How to pause a python script running in terminal

jerrymouse picture jerrymouse · Dec 25, 2011 · Viewed 8.8k times · Source

I have a web crawling python script running in terminal for several hours, which is continuously populating my database. It has several nested for loops. For some reasons I need to restart my computer and continue my script from exactly the place where I left. Is it possible to preserve the pointer state and resume the previously running script in terminal?

I am looking for a solution which will work without altering the python script. Modifying the code is a lower priority as that would mean to relaunch the program and reinvest time.

Update: Thanks for the VM suggestion. I'll take that. For the sake of completion, what generic modifications should be made to script to make it pause and resumable?

Update2: Porting on VM works fine. I have also modified script to make it failsafe against network failures. Code written below.

Answer

Abhijit picture Abhijit · Dec 25, 2011

You might try suspending your computer or running in a virtual machine which you can subsequently suspend. But as your script is working with network connections chances are your script won't work from the point you left once you bring up the system. Suspending a computer and restoring it or saving a Virtual M/C and restoring it would mean you need to restablish the network connection. This is true for any elements which are external to your system and network is one of them. And there are high chances that if you are using a dynamic network, the next time you boot chances are you would get a new IP and the network state that you were working previously would be void.

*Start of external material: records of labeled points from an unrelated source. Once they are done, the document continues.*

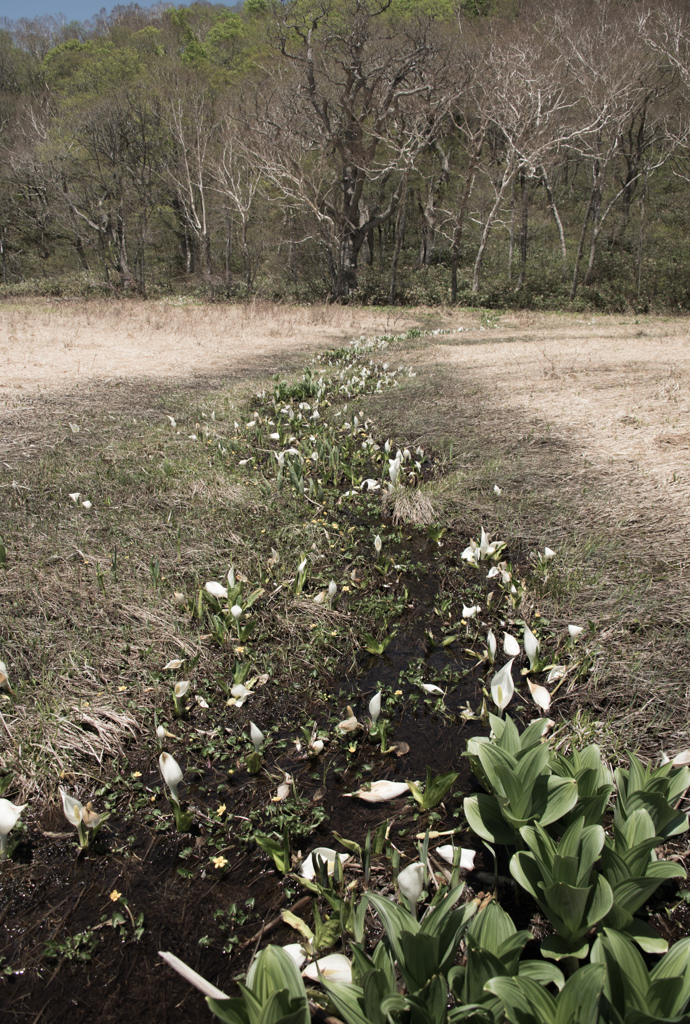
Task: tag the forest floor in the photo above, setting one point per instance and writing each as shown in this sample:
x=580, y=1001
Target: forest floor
x=583, y=423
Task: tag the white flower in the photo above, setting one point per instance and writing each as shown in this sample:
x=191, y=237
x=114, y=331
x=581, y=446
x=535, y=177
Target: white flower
x=9, y=815
x=195, y=979
x=335, y=967
x=73, y=809
x=381, y=792
x=510, y=645
x=256, y=736
x=308, y=868
x=172, y=774
x=447, y=853
x=531, y=645
x=541, y=695
x=502, y=686
x=411, y=882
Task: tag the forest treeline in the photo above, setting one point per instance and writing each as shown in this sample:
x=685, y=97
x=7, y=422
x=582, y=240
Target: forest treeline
x=488, y=152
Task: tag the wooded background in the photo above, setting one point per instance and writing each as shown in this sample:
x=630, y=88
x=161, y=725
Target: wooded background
x=534, y=154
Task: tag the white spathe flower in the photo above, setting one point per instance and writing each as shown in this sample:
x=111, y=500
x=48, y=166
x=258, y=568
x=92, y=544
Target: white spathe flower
x=325, y=853
x=9, y=815
x=541, y=695
x=256, y=736
x=171, y=772
x=381, y=792
x=531, y=646
x=411, y=882
x=73, y=808
x=447, y=853
x=510, y=645
x=502, y=686
x=335, y=967
x=490, y=646
x=204, y=986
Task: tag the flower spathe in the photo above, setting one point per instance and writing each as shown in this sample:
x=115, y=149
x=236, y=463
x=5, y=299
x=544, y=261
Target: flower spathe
x=381, y=792
x=335, y=967
x=327, y=855
x=9, y=815
x=195, y=979
x=502, y=686
x=172, y=774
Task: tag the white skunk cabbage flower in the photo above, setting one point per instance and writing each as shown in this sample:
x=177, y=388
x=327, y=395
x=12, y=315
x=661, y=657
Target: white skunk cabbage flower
x=172, y=774
x=411, y=883
x=531, y=646
x=256, y=736
x=447, y=853
x=510, y=645
x=9, y=815
x=325, y=853
x=541, y=695
x=73, y=808
x=490, y=646
x=502, y=686
x=335, y=967
x=381, y=792
x=204, y=986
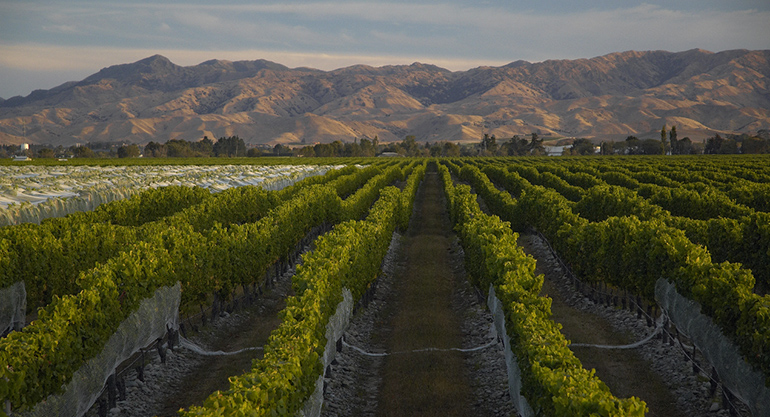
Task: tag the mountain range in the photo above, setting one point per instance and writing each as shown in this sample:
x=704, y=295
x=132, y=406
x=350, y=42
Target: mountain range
x=604, y=98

If you are planning to modify the script, few things you need to keep it mind.

  1. Add serializing and Deserializing capabilities. Python has the pickle and the faster cPickle method to do it.
  2. Add Restart points. The best way to do this is to save the state at regular interval and when restarting your script, restart from last saved state after establishing all the transients elements like network.

This would not be an easy task so consider investing a considrable amount of time :-)

Note***

On a second thought. There is one alternative from changing your script. You can try using cloud Virtualization Solutions like Amazon EC2.